Nitrogen dioxide fluorescence quenching and lifetime

Question

Nitrogen dioxide fluorescence quenching:

$$ \begin{align} \ce{NO2 + h\nu &->[$\varphi_\mathrm{Ia}$] NO2^{\ast}}\tag{I}\\ \ce{NO2^{\ast} &->[$k_2$] NO2 + h\nu'}\tag{II}\\ \ce{NO2^{\ast} + NO2 &->[$k_3$] 2 NO2}\tag{III}\\ \ce{NO2^{\ast} + Xe &->[$k_4$] NO2 + Xe}\tag{IV}\\ \ce{NO2^{\ast} + NO2 &->[$k_5$] 2 NO + O2}\tag{V}\\ \end{align} $$

The fluorescence lifetime of $\ce{NO2^{\ast}}$ in the presence of all the reactions, $\tau$, measured at $\pu{298 K}$ at different concentrations (molecules per litre) of the reactants:

$$ \begin{array}{crrr} \hline \text{Experiment} & \tau/\pu{μs} & [\ce{Xe}]/\pu{L-1} & [\ce{NO2}]/\pu{L-1} \\ \hline 1 & 3.38 & \pu{1.6E19} & \pu{3.2E18} \\ 2 & 1.89 & \pu{1.6E19} & \pu{6.4E18} \\ 3 & 3.64 & \pu{0.8E19} & \pu{3.2E18} \\ \hline \end{array} $$

What is the real fluorescence lifetime of $\ce{NO2^{\ast}}?$

Is this question valid?
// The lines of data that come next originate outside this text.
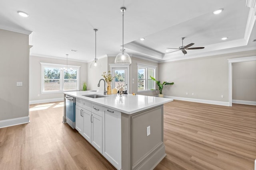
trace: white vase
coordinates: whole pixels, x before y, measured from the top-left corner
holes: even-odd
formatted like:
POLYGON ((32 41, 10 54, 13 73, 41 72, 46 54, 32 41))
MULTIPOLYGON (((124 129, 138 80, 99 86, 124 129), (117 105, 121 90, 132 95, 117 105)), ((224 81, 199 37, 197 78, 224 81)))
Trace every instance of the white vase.
POLYGON ((163 98, 164 94, 158 94, 158 97, 160 98, 163 98))

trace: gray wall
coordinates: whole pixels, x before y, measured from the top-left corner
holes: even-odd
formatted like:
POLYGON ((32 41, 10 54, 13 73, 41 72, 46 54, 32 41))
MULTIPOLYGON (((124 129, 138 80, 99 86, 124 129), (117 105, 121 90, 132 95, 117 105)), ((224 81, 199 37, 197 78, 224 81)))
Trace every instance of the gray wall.
POLYGON ((163 93, 168 96, 228 102, 227 59, 254 55, 256 50, 160 63, 159 80, 174 83, 165 86, 163 93), (221 95, 224 98, 221 98, 221 95))
MULTIPOLYGON (((30 56, 30 101, 50 99, 63 97, 63 93, 41 93, 41 68, 40 62, 66 64, 66 60, 46 57, 30 56), (39 96, 38 96, 38 95, 39 96)), ((81 66, 80 71, 80 89, 83 89, 83 82, 87 81, 87 63, 68 60, 68 65, 81 66)))
POLYGON ((232 99, 256 102, 256 61, 232 64, 232 99))
POLYGON ((28 35, 0 29, 0 121, 28 116, 28 35))

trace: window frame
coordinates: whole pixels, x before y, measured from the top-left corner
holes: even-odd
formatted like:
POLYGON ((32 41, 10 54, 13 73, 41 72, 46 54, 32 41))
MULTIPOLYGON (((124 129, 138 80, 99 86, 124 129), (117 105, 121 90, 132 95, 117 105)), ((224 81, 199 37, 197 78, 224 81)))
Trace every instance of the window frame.
MULTIPOLYGON (((152 69, 154 70, 154 77, 156 78, 156 66, 151 65, 148 65, 145 64, 140 64, 140 63, 137 63, 137 93, 142 93, 144 92, 150 92, 152 90, 151 89, 148 89, 148 81, 149 79, 148 78, 148 69, 152 69), (139 82, 139 78, 138 76, 138 70, 139 68, 143 68, 145 69, 145 75, 144 76, 144 79, 143 80, 144 80, 144 86, 146 87, 146 89, 145 90, 139 90, 138 89, 138 82, 139 82)), ((156 83, 154 82, 154 89, 156 89, 156 83)))
POLYGON ((64 70, 60 70, 60 79, 54 79, 54 80, 59 80, 60 81, 60 87, 59 90, 51 90, 51 91, 45 91, 44 90, 44 68, 45 67, 51 67, 53 68, 56 68, 60 69, 61 68, 63 67, 66 67, 66 64, 55 64, 51 63, 42 63, 40 62, 41 64, 41 92, 42 94, 50 94, 50 93, 62 93, 63 92, 71 92, 74 91, 79 91, 80 90, 80 67, 79 66, 75 66, 68 65, 68 67, 72 68, 74 69, 77 69, 77 75, 76 75, 76 80, 77 80, 77 86, 76 90, 64 90, 64 82, 65 80, 70 80, 64 79, 64 70))

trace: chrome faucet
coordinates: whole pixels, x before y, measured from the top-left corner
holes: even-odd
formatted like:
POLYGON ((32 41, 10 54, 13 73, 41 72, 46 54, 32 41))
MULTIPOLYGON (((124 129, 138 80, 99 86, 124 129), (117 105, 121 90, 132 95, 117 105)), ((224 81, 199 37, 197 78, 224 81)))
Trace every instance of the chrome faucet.
POLYGON ((98 86, 100 87, 100 81, 101 80, 103 80, 104 81, 104 95, 106 95, 107 94, 107 91, 106 91, 106 81, 105 81, 105 80, 103 78, 100 80, 100 81, 99 81, 99 83, 98 84, 98 86))

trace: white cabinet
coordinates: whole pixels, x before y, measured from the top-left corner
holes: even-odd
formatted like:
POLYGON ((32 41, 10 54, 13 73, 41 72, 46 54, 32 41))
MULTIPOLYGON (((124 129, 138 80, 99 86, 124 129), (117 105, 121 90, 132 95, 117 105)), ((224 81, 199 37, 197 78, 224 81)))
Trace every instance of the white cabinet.
POLYGON ((79 99, 76 106, 76 129, 102 154, 102 106, 79 99))
POLYGON ((78 106, 76 106, 76 129, 81 134, 84 130, 84 118, 82 115, 83 109, 78 106))
POLYGON ((121 168, 121 113, 103 107, 102 154, 117 169, 121 168))
POLYGON ((102 152, 102 118, 92 113, 92 145, 102 152))
POLYGON ((91 135, 92 132, 92 113, 87 110, 83 111, 84 123, 82 135, 90 143, 91 142, 91 135))

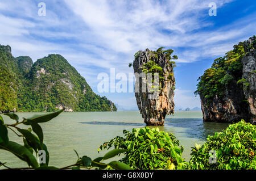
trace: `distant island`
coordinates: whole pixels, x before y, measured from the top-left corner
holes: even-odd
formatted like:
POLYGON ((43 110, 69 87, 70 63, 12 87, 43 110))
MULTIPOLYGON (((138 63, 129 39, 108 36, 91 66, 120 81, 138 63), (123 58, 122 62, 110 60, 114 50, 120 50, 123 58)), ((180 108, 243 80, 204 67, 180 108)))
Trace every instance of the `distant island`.
POLYGON ((105 96, 92 91, 85 78, 60 54, 34 64, 14 57, 0 45, 0 113, 16 111, 116 111, 105 96))

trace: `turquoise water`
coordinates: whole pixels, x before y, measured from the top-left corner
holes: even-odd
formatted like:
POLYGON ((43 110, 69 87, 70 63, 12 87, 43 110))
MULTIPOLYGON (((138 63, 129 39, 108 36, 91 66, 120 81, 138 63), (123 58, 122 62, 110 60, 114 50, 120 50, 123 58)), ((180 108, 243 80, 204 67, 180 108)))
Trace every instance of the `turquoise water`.
MULTIPOLYGON (((20 117, 30 117, 43 113, 17 113, 20 117)), ((5 124, 13 123, 2 115, 5 124)), ((122 136, 123 129, 145 127, 139 111, 63 112, 46 123, 40 124, 44 134, 44 143, 50 154, 49 165, 64 167, 75 163, 77 156, 73 149, 82 155, 95 158, 103 155, 105 151, 98 153, 97 149, 103 142, 117 136, 122 136)), ((204 123, 201 111, 176 111, 175 115, 166 118, 161 131, 174 134, 184 147, 183 157, 190 158, 191 148, 195 144, 203 144, 208 134, 221 131, 228 124, 204 123)), ((27 128, 22 125, 23 128, 27 128)), ((22 139, 9 130, 10 140, 23 144, 22 139)), ((118 158, 115 158, 117 160, 118 158)), ((0 150, 0 161, 7 162, 12 167, 26 167, 26 163, 12 154, 0 150)))

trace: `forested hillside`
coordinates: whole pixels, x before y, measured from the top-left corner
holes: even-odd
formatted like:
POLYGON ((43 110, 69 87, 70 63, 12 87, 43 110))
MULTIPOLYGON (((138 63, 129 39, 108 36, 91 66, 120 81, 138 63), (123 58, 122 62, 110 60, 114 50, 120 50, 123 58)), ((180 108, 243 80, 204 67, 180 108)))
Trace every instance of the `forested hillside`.
POLYGON ((14 58, 10 46, 1 45, 0 86, 0 112, 117 111, 59 54, 33 64, 28 56, 14 58))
Isn't the lifetime vs the concentration of the quencher supposed to be linear?

Answer 1

You are looking for the rate constant $1/\tau^0=k_2$. The rate equation for the $\ce{NO2^*}$ is (using $N^*$ for $\ce{[NO2^*]}$ and N for ground state NO2), $\displaystyle \frac{dN^*}{dt}=-k_2N^*$ and when quenched $\displaystyle \frac{dN^*}{dt}=-k_2N^* -N^*((k_3+k_5)N+k_4[Xe])$ which can both be integrated to give exponentials, i.e $N^*=N^*_0e^{-k_2t}$ and similarly for the other equation. Writing the rate constants as $1/\tau^0=k_2$ and $1/\tau_Q=k_2+(k_3+k_5)N+k_4[Xe]$ you can find the values after looking at the pattern of the quencher concentrations in the question.